The advent of the modern molecular genetic test such as the whole exome sequencing (WES) test has brought diagnostic accuracy and clarity to identify and rule out rare genetic diseases that present with remarkable clinical ambiguity [1],[2],[3]. This test has also proved its potentials to identify a misdiagnosis and project the course of diagnosis toward the definite genetic etiology [4]. Its higher diagnostic yield over the conventional genetic testing is making this test more relevant and effective for clinical diagnosis of various rare genetic conditions [5].

Now a 19-year-old adolescent male, who has been followed up in our clinic since he was a toddler, had presented at the age of two with high arched eyebrow, cleft palate, palpebral fissures, flattened nasal tip, imperforate anus, short stature and had undergone several corrective surgeries for his congenital deformities. Continued morbidity during childhood included chronic otitis leading to conductive hearing loss, elevated liver enzymes, and one episode hypoglycemia resulting in seizure.

Based on his clinical features including his facial dysmorphology (high arched eyebrow, palpebral fissures, flattened nasal tip) in association with his short stature, chronic otitis, conductive hearing loss, and the hypoglycemia leading to seizure led to diagnosis of Kabuki syndrome. Kabuki syndrome was first described in Japanese medical literature in 1981, characterized by multisystem disorders (commonly including facial features that resemble the Kabuki a theatre art form in Japan where the artists wear elaborated facial make-up to exaggerate expressions), growth delays, intellectual disability, and short stature. At the time of initial presentation, the advanced genetic testing for confirmation of this diagnosis was not available.

The molecular test now recently made available was performed to confirm the diagnosis of Kabuki syndrome, however it came negative for the genes KMT2D/MLL2 and KDM6A. This prompted evaluation looked for other rare genetic disorders.

As part of the panel of testing, WES for CDG was done as the clinical features were also somewhat suggestive of this pathology (Table 1). It showed genes defective for phosphomannomutase (PMM) enzyme, thus confirming a diagnosis of CDG, a genetic disorder with deficiency of enzymes needed for glycosylation of various proteins that ultimately causes formation of non-dysfunctional protein materials needed for numerous body functions.

Congenital disorder of glycosylation (Table 2) was first reported in the medical literature in 1980 by Dr. Jaak Jaeken and colleagues [6]. It is a broadly used term comprising of over 130 rare genetic disorder with defect in a subtle molecular process known as glycosylation. This process consists of formation of sugar chains and their attachment to the proteins and lipids, ultimately creating glycoprotein and glycolipid. These glycoprotein and glycolipid compounds perform various important functions in the body. As this process of glycosylation requires several enzymes to function, genetic defects leading to deficiency of these enzymes can significantly disrupt the process of glycosylation and give rise to various structural/physiological abnormalities [6].

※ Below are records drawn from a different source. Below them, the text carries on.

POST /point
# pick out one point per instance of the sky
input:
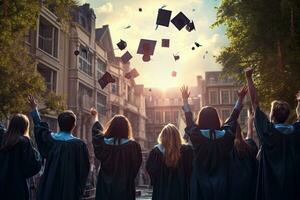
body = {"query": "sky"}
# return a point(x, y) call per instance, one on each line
point(119, 14)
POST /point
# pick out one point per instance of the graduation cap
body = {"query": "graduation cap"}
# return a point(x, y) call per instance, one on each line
point(163, 17)
point(197, 44)
point(132, 74)
point(126, 57)
point(76, 52)
point(165, 43)
point(122, 44)
point(180, 21)
point(106, 79)
point(146, 48)
point(176, 57)
point(190, 26)
point(174, 73)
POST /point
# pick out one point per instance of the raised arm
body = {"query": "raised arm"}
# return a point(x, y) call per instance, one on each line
point(250, 132)
point(231, 122)
point(251, 88)
point(186, 107)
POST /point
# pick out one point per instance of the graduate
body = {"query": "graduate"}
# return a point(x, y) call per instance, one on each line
point(18, 159)
point(170, 165)
point(67, 158)
point(243, 164)
point(212, 145)
point(120, 158)
point(279, 159)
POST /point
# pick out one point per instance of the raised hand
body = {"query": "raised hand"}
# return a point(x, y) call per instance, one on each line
point(185, 93)
point(249, 72)
point(242, 93)
point(93, 112)
point(32, 102)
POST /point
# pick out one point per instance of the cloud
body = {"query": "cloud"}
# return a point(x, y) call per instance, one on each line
point(105, 8)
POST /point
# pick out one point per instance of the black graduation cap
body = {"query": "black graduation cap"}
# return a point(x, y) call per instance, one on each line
point(76, 52)
point(132, 74)
point(176, 57)
point(180, 21)
point(122, 44)
point(165, 43)
point(146, 48)
point(126, 57)
point(197, 44)
point(163, 17)
point(190, 26)
point(106, 79)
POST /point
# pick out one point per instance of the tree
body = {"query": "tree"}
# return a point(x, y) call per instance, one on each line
point(18, 76)
point(264, 34)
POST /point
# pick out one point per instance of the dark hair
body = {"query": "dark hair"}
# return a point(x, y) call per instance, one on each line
point(118, 127)
point(66, 120)
point(18, 126)
point(208, 118)
point(280, 111)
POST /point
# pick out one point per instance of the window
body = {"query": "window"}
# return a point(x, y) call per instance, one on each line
point(168, 117)
point(101, 68)
point(101, 104)
point(225, 114)
point(213, 97)
point(114, 110)
point(115, 86)
point(158, 117)
point(85, 94)
point(225, 96)
point(85, 61)
point(48, 37)
point(49, 76)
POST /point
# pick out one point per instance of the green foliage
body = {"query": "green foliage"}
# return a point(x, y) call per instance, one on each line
point(18, 76)
point(264, 34)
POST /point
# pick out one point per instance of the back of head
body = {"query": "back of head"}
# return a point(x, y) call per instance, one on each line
point(208, 118)
point(280, 111)
point(171, 140)
point(18, 126)
point(66, 121)
point(119, 127)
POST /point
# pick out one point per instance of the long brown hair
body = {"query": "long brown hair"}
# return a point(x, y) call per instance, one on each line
point(18, 126)
point(171, 140)
point(118, 127)
point(208, 118)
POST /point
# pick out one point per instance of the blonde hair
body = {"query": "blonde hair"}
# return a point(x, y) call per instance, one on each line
point(171, 140)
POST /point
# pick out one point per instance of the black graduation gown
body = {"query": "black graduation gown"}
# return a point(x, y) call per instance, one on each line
point(243, 173)
point(67, 166)
point(170, 183)
point(210, 175)
point(119, 167)
point(16, 165)
point(279, 164)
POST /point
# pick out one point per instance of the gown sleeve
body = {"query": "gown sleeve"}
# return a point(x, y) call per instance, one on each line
point(31, 160)
point(42, 134)
point(264, 127)
point(98, 140)
point(84, 166)
point(153, 165)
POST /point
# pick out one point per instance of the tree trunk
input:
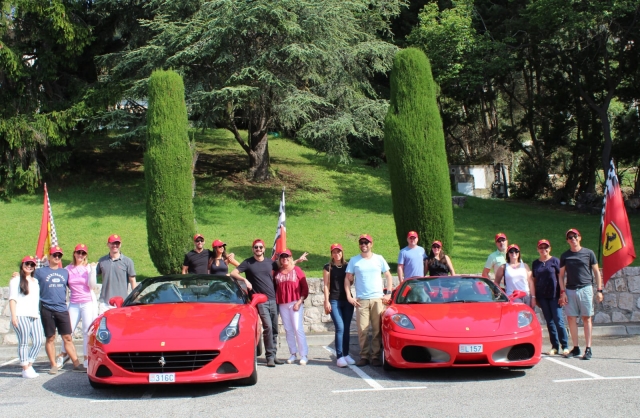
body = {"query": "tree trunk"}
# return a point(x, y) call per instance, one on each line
point(259, 165)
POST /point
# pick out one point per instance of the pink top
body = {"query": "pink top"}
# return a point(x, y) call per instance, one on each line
point(290, 286)
point(80, 291)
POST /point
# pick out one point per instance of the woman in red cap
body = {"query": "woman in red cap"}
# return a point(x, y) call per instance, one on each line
point(24, 304)
point(220, 260)
point(517, 276)
point(291, 291)
point(337, 305)
point(83, 303)
point(438, 263)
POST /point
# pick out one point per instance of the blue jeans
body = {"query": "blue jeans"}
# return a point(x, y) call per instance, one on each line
point(341, 314)
point(555, 322)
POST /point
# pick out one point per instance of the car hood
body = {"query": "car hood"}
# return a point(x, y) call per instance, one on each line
point(174, 321)
point(456, 319)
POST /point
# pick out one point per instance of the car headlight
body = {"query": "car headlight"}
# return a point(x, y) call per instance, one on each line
point(103, 335)
point(232, 330)
point(524, 318)
point(403, 321)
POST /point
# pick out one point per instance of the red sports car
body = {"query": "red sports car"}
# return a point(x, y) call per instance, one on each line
point(458, 322)
point(177, 329)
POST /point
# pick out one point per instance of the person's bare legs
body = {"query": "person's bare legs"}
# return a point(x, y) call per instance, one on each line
point(573, 329)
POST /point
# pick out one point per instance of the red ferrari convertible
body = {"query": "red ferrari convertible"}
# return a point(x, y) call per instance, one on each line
point(458, 322)
point(177, 329)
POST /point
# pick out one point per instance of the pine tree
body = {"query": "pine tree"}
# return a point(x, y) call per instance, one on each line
point(168, 173)
point(415, 149)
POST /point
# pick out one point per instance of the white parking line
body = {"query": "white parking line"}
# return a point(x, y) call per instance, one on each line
point(15, 360)
point(375, 386)
point(562, 363)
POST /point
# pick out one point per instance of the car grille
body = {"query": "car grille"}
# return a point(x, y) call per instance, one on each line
point(521, 352)
point(163, 361)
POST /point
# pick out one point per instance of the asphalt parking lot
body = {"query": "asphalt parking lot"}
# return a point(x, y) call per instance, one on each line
point(607, 385)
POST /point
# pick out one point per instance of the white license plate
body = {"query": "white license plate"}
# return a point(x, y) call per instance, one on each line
point(470, 348)
point(162, 377)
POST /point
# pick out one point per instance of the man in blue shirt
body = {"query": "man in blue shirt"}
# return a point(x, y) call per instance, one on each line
point(53, 309)
point(366, 269)
point(411, 258)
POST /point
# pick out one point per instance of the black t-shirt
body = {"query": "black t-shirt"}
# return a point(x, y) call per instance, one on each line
point(198, 263)
point(546, 275)
point(260, 275)
point(336, 282)
point(578, 267)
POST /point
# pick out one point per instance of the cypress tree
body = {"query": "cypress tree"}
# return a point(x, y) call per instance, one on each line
point(414, 145)
point(168, 173)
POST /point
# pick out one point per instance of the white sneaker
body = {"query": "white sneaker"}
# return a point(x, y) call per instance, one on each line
point(62, 359)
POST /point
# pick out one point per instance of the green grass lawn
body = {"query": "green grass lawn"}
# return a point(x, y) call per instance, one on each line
point(326, 203)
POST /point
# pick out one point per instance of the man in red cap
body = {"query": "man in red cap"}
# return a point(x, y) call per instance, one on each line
point(498, 257)
point(117, 273)
point(581, 266)
point(365, 270)
point(196, 261)
point(259, 279)
point(411, 258)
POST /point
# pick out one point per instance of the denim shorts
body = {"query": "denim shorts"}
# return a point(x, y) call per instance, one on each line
point(580, 302)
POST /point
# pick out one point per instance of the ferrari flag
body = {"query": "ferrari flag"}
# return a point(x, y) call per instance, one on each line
point(617, 244)
point(280, 242)
point(47, 237)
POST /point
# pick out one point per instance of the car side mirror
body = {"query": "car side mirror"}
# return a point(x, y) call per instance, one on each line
point(116, 301)
point(258, 298)
point(517, 294)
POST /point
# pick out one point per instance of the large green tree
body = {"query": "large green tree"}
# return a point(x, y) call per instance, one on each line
point(414, 144)
point(295, 65)
point(168, 173)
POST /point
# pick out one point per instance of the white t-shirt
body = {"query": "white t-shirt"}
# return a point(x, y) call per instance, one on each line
point(26, 305)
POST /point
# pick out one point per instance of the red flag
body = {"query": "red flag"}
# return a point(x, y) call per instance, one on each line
point(47, 237)
point(280, 242)
point(617, 244)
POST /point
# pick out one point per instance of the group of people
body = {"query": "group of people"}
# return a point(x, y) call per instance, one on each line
point(553, 284)
point(38, 301)
point(38, 297)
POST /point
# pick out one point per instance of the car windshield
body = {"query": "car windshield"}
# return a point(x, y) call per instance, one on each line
point(438, 290)
point(193, 288)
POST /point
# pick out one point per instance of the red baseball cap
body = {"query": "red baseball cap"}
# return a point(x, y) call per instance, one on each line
point(367, 237)
point(575, 231)
point(114, 238)
point(543, 242)
point(55, 249)
point(81, 247)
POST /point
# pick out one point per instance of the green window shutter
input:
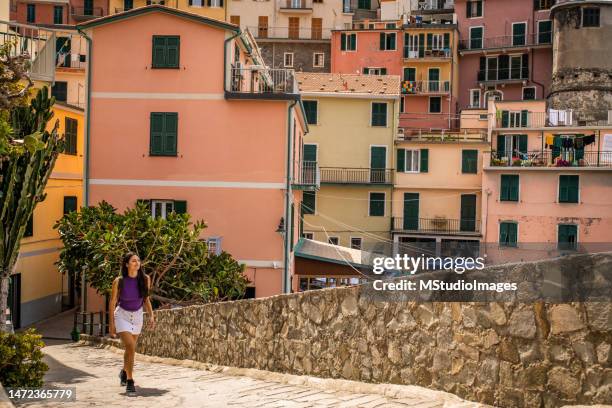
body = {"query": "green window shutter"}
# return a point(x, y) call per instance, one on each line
point(424, 161)
point(505, 119)
point(308, 202)
point(401, 160)
point(377, 204)
point(180, 206)
point(157, 133)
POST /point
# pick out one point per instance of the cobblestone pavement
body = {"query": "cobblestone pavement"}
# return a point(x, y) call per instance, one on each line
point(94, 372)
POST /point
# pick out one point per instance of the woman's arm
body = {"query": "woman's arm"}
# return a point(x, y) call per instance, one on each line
point(111, 308)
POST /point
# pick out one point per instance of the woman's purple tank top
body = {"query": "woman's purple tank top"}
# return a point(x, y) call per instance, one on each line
point(129, 298)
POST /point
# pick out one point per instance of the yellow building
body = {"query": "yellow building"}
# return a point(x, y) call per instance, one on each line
point(207, 8)
point(37, 289)
point(352, 121)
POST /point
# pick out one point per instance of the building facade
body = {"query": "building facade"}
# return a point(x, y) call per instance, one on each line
point(505, 50)
point(160, 125)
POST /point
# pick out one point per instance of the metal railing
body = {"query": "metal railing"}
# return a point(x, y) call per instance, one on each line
point(293, 33)
point(506, 41)
point(294, 4)
point(262, 80)
point(546, 158)
point(411, 53)
point(437, 225)
point(425, 87)
point(348, 175)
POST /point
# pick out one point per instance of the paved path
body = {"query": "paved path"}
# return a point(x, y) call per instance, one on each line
point(94, 372)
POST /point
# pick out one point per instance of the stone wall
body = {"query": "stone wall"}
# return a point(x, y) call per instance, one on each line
point(507, 354)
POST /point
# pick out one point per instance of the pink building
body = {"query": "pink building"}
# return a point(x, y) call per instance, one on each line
point(184, 115)
point(505, 50)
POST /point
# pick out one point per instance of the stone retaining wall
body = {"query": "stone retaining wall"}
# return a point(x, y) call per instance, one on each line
point(506, 354)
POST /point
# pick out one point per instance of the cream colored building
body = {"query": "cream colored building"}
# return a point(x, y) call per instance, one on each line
point(352, 121)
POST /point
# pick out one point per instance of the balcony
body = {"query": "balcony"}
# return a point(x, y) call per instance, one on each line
point(442, 226)
point(345, 175)
point(439, 54)
point(259, 82)
point(565, 158)
point(290, 33)
point(308, 176)
point(425, 87)
point(294, 6)
point(506, 42)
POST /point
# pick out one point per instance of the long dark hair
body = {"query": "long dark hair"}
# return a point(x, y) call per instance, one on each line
point(142, 282)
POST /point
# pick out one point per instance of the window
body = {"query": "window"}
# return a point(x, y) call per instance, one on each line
point(161, 208)
point(476, 34)
point(70, 135)
point(377, 205)
point(387, 41)
point(569, 189)
point(60, 91)
point(379, 114)
point(544, 32)
point(469, 161)
point(473, 9)
point(309, 202)
point(474, 98)
point(70, 204)
point(567, 236)
point(435, 104)
point(518, 33)
point(31, 13)
point(164, 133)
point(318, 60)
point(311, 111)
point(508, 234)
point(529, 93)
point(166, 51)
point(590, 17)
point(348, 42)
point(509, 190)
point(58, 15)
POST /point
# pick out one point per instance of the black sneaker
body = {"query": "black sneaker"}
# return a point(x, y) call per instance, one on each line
point(130, 389)
point(123, 377)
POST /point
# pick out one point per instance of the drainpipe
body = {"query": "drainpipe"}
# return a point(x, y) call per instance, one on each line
point(288, 192)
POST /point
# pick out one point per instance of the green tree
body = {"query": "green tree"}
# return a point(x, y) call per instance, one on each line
point(182, 270)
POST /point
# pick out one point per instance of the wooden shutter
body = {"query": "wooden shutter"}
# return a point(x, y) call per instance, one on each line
point(401, 160)
point(424, 167)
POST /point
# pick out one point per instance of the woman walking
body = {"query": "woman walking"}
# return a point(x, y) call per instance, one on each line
point(131, 290)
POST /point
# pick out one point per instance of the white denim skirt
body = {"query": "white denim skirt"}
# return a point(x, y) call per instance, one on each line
point(128, 321)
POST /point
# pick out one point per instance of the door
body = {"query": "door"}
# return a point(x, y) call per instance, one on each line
point(294, 28)
point(468, 213)
point(411, 211)
point(378, 164)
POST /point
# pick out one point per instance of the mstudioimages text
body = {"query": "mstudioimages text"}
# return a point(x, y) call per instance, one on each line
point(413, 264)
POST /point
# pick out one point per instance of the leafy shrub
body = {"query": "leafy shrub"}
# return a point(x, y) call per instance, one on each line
point(21, 362)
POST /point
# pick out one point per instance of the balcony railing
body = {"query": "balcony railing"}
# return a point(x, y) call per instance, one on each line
point(308, 176)
point(291, 33)
point(262, 80)
point(85, 13)
point(546, 158)
point(506, 41)
point(294, 5)
point(411, 53)
point(437, 225)
point(425, 87)
point(344, 175)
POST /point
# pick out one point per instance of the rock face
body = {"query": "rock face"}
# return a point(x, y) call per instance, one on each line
point(502, 354)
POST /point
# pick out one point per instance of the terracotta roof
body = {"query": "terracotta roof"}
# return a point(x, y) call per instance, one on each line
point(348, 83)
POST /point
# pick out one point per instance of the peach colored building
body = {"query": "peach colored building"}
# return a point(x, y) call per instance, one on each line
point(191, 121)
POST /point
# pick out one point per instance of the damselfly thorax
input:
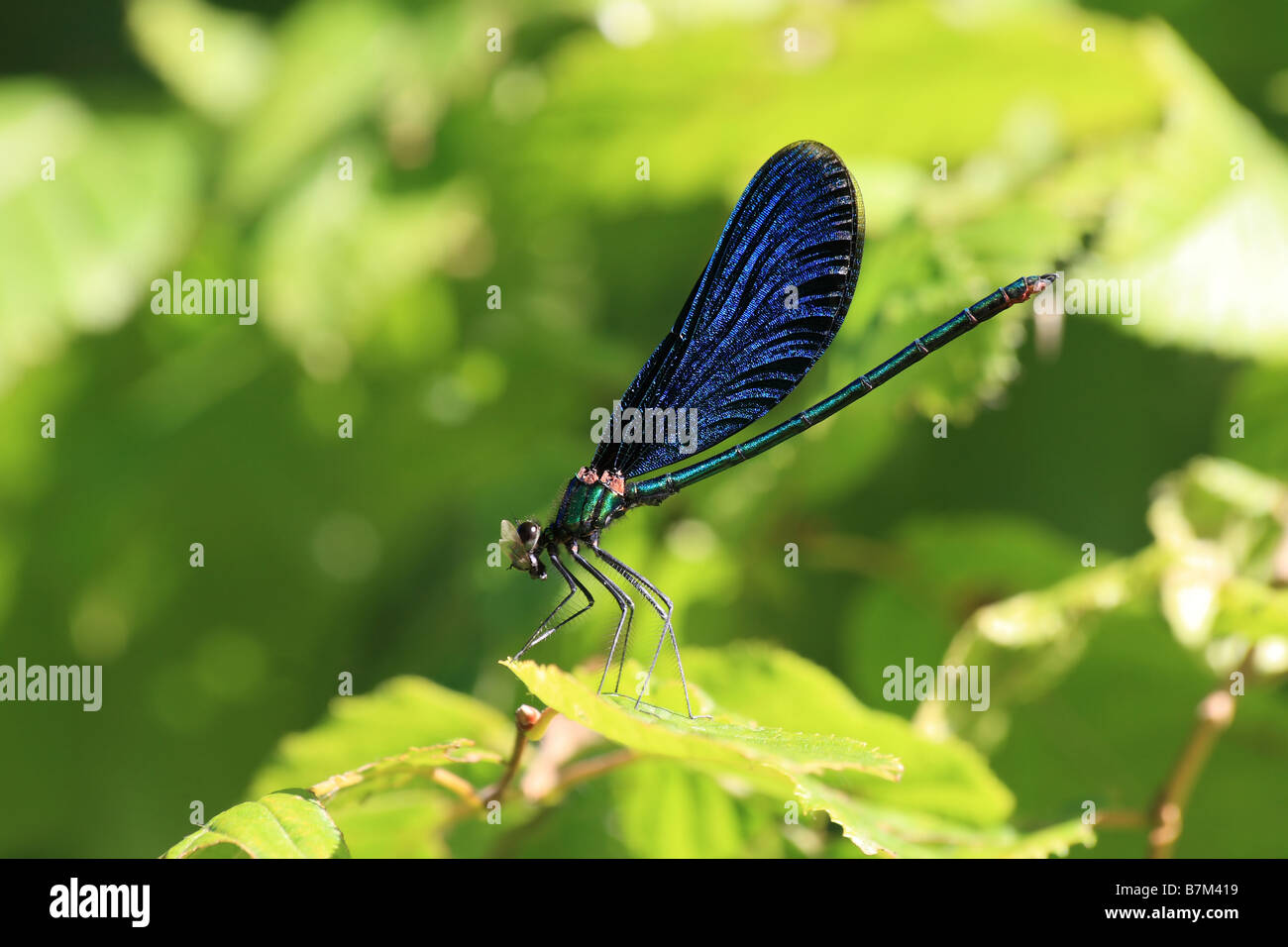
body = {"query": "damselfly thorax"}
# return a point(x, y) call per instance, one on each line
point(771, 300)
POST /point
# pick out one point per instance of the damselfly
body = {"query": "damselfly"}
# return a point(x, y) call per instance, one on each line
point(769, 302)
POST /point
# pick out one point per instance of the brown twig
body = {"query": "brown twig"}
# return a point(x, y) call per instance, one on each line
point(1167, 814)
point(524, 719)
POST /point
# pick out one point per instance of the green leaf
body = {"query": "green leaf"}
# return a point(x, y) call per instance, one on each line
point(226, 75)
point(399, 712)
point(724, 740)
point(291, 823)
point(399, 768)
point(877, 830)
point(940, 775)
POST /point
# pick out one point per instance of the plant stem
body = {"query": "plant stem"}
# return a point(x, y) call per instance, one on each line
point(1215, 714)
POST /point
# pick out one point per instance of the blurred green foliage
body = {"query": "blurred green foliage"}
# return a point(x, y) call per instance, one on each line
point(516, 169)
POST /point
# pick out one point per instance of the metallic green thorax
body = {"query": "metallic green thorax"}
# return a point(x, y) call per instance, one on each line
point(585, 509)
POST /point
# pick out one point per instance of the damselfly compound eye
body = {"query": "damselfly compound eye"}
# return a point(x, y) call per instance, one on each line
point(528, 534)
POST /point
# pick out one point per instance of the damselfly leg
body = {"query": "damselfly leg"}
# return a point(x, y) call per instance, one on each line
point(648, 589)
point(575, 585)
point(627, 607)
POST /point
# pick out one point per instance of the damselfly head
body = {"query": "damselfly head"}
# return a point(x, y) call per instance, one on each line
point(519, 541)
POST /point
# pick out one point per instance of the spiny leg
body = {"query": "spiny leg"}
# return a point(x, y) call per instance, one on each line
point(623, 602)
point(638, 582)
point(574, 585)
point(668, 629)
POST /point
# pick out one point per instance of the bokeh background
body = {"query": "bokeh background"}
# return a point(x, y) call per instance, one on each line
point(1157, 157)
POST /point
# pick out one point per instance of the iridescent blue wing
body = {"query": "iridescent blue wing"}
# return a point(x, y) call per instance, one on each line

Detail sequencing of a large portion of DNA can be done through WES testing. The complete set of genetic material is known as genome. The part of genome which is responsible for coding and protein synthesis is called exon. All these exons are called together as “Exome.” Whole exome sequencing testing is able to sequence and detect any defects in these exomes. Since most of the genetic mutations which lead to disease condition are present in exons, the WES testing is able to detect those, making it a very efficient method [7].

The first successful use of WES testing was to diagnose a rare form of inflammatory bowel disease in an infant [8]. In addition to diagnosing, WES testing can also find the causative mutation which can guide treatment plan, avoidance of expensive and invasive testing, and confirmed diagnoses, which are essential for eligibility for benefits and access to clinical trials [8]. A significant study has also suggested that, WES testing has increased causal variant detection and has a higher speed of diagnosis and lower cost compared with traditional diagnostic investigations in the study population, which suggest that WES testing should be done early in clinical settings with similar patient populations [9].

The diagnosis of our patient was clinically suggestive of Kabuki syndrome but was exposed to not be the case by molecular genetic testing that confirmed the diagnosis of congenital disorder of glycosylation (CDG) by whole exome sequencing (WES).